Problem 3 – Equipment Production Rate and Cost#
A bulldozer is used to spread and compact fill material. Its effective operating time is 45 minutes per hour (the rest is delays, turning, etc.). Each cycle, it moves 5 cubic yards of material, and a full cycle takes 3 minutes.
The ownership and operating cost of the bulldozer is $180 per machine hour.
Tasks:
Compute the effective production rate in cubic yards per hour.
Compute the cost per cubic yard of placing the fill with this bulldozer.
Solution 3#
Production rate
Effective working time = 45 minutes/hour
Cycle time = 3 minutes/cycle
Cycles per effective hour = 45 / 3 = 15 cycles/hour
Each cycle moves 5 CY: Production = 15 cycles/hour × 5 CY/cycle = 75 CY/hour
Cost per cubic yard
Cost per hour = $180
Production = 75 CY/hour
Cost per CY = 180 / 75 = $2.40 per CY
Production rate = 75 CY/hr, cost ≈ $2.40/CY.
Problem 4 – Labor Productivity and Duration#
A concrete crew can place and finish 250 square feet of slab per hour under normal conditions. A project requires placing 12,000 square feet of slab. The crew works 8-hour days, and productivity is expected to drop to 80% of normal after 6 hours each day due to fatigue and coordination losses.
Assume:
First 6 hours each day are at 100% productivity.
Last 2 hours are at 80% of the nominal rate.
Tasks:
Compute the average daily production (in square feet per day).

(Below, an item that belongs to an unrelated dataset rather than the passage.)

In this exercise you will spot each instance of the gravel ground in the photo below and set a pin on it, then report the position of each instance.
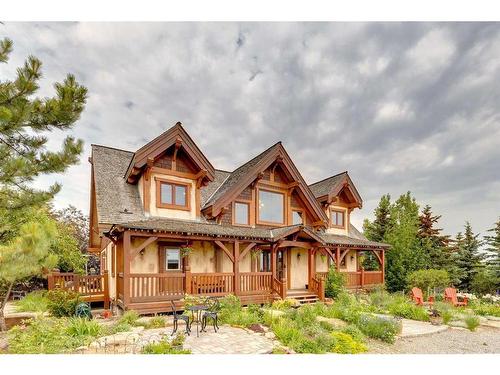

Estimate the number of days required to place 12,000 square feet.
Solution 4#
Daily production
Nominal productivity: 250 ft²/hour.
First 6 hours: Production = 6 hr × 250 ft²/hr = 1,500 ft²
Last 2 hours at 80%: Effective rate = 0.8 × 250 = 200 ft²/hr; Production = 2 hr × 200 = 400 ft² Total daily production = 1,500 + 400 = 1,900 ft²/day
Number of days Total work = 12,000 ft² Days = 12,000 / 1,900 ≈ 6.3158 days
So: Need 7 working days (rounding up to whole days). Approximate duration: 7 days.